All fine and dandy you may say, but Jody had never taught in her life. Nor had she ventured into such a remote place.  Like a lot of Aussies she had travelled a bit, but this was mainly within the relative familiarity of Europe.  Now she was about to go to a village well off the tourist trail, with no possibility of being able to use a mobile phone or to have access to the internet.  She was going to a community with no running water and no electricity.  Although one person spoke English, he worked away from the village most of the time, so for most of the time she would have no one to talk to.

Naturally her parents were concerned for Jody’s safety and a few days before she was due to leave, they phoned me from their home in Australia. They wanted to know everything about the village and in particular the people.  The one thing that stuck in my mind about my time in the village, and in rural Laos for that matter, was how friendly the people were and how safe I felt.  I remember when I was a lad growing up in rural Ireland, we used to wave to everyone, including the occasional passing tourist.  Even as a child I was aware of how some of the tourists found it entertaining that we should say hello to all and sundry.  But that was our way and there were never too many to say hello to anyway.  This same simple friendliness is a feature of rural Laos, particularly when you go off the tourist trail, as we did.  When I made this comparison to Jody’s parents, having visited Ireland themselves, they immediately felt reassured.  That was until I mentioned that Jody should get travel insurance which included helicopter repatriation as there were no hospitals about for hundreds of miles.  Now, they said, they were worried again.  So much for my words of reassurance.
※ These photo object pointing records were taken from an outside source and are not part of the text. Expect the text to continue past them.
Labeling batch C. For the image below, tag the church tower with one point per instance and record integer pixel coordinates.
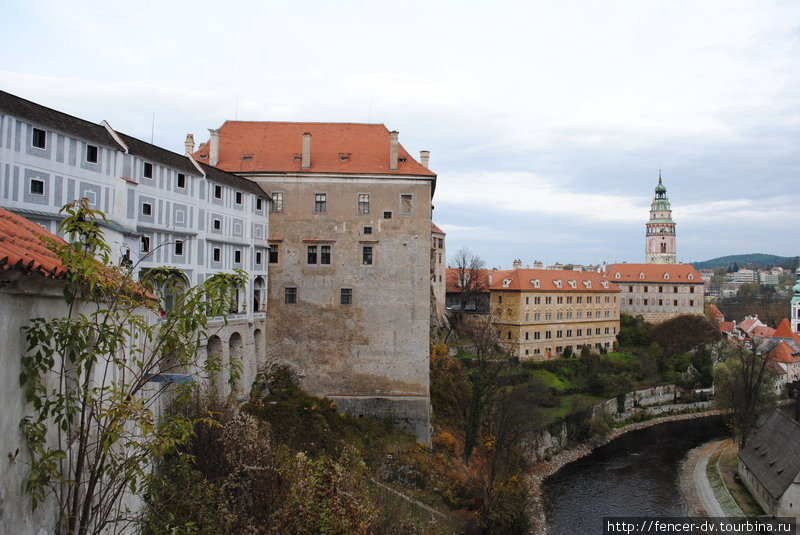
(660, 233)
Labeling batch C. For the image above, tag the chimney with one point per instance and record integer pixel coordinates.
(189, 144)
(213, 152)
(393, 150)
(306, 159)
(424, 158)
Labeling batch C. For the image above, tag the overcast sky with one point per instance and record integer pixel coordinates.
(547, 121)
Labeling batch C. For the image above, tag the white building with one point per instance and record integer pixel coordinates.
(163, 208)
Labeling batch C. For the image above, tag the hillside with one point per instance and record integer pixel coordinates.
(742, 260)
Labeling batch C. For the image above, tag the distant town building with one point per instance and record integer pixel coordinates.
(660, 229)
(769, 465)
(657, 292)
(350, 259)
(543, 313)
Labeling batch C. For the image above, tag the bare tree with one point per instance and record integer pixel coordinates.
(470, 279)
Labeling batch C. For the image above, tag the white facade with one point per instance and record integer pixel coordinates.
(163, 208)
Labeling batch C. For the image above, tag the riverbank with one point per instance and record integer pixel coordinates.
(542, 470)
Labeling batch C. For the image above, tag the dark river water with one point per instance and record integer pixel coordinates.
(634, 475)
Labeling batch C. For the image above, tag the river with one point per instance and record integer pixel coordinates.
(634, 475)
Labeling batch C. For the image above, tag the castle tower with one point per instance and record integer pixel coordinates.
(660, 233)
(795, 322)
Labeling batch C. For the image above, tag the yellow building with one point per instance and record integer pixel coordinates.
(541, 313)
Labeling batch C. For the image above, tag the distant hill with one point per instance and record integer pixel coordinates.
(752, 259)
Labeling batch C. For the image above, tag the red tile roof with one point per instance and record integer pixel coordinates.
(677, 273)
(523, 279)
(277, 146)
(22, 249)
(715, 312)
(783, 352)
(726, 326)
(784, 330)
(762, 331)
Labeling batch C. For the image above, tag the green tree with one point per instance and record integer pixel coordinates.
(92, 431)
(744, 386)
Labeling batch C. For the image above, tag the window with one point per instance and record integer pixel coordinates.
(290, 295)
(366, 255)
(91, 153)
(320, 203)
(37, 186)
(39, 138)
(277, 201)
(363, 203)
(406, 204)
(346, 296)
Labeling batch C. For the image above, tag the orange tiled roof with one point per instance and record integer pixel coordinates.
(783, 352)
(784, 330)
(762, 331)
(272, 146)
(523, 279)
(678, 273)
(22, 249)
(726, 326)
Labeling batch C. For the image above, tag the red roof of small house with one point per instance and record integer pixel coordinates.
(273, 146)
(762, 331)
(22, 247)
(653, 273)
(552, 280)
(783, 352)
(784, 330)
(726, 326)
As for Jody this was going to be a big adventure.  Going down to Pak Beng by “slow” boat on the mighty Mekong would only be the start of it.  The “slow” boat pulls into Pak Beng in the evening time, and the pack backers then make their way up this one street village in search of a room for the night.  Although Pak Beng has electricity, accommodation is basic to say the least; cold showers, wires hanging from the ceiling and if the light or fan in your room doesn’t work, the landlord will use the tried and trusted method of knocking at the electrics with a stick or lump of metal.  It usually works.

The next morning the back packers will make their way back down the hill to the Mekong to board the boat for another day’s trip to the historic city of Luang Prabang.  From Luang Prabang, the back packers will spread out into Laos; some heading north, some east, but most south to Vang Vieng.  But Jody would not be among this group.  Jody would be heading further inland from Pak Beng in the opposite direction of the other westerners.   From here she would very much feel like the foreigner. Each day there are two buses from Pak Beng in the direction of Oudam Xai.  Along the route there are many villages, one of which is Ban Faen. Jody’s big concern now was, how would she know where to get off?  The bus would be filled with Laotians, none of which would speak a word of English.  In fact Jody being on the bus was going to be literally a tourist attraction for the locals. There is no doubt in my mind that that evening, each and every passenger on that day’s bus trip would have recounted the story in their respective homes, by candlelight, of the funny looking westerner who had travelled on the bus.  Where had she come from, but more importantly where was she going and who was she travelling all alone and with so many bags?  They would wonder.